Flag planting is also an important element of the religion. Shrines and houses usually display long poles with colored fabric on the ends, with different colors representing different orishas. For example, red and white represents Shango. "It is reminiscent of a ritual sequence described in the Holy Odu Ofun-Ajitena, which calls for the ritual raising of different colored flags at specific times of the year in order to be blessed by Olodumare." Common flags displayed are for Shango and Orun.

==Gender Roles==

Women in Orisha-Baptist events are required to follow a strict dress code including floor length skirts, long sleeve blouses, and wrapping their hair in head scarves.

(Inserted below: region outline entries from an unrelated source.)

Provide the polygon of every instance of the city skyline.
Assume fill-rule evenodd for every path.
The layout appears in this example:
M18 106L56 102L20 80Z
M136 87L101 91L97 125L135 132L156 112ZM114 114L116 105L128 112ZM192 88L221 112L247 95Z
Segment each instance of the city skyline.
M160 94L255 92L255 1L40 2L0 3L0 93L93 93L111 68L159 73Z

Men are not held to such standards, though mongwas (Orisha priests) and chantwells (Lead singers in Orisha song performances) typically wear flowing robes in the Spiritual Baptist or Nigerian fashion. Drummers – mostly men – "dress as they choose, typically in jeans and t-shirts, some even wearing baseball caps as they play." While not completely taboo for women to be ceremonial drummers, it is rare and generally frowned upon due to social convention. It is also agreed that women should not enter a shrine or touch a drum during her menstrual period, and in many places should cover their head before entering a shrine.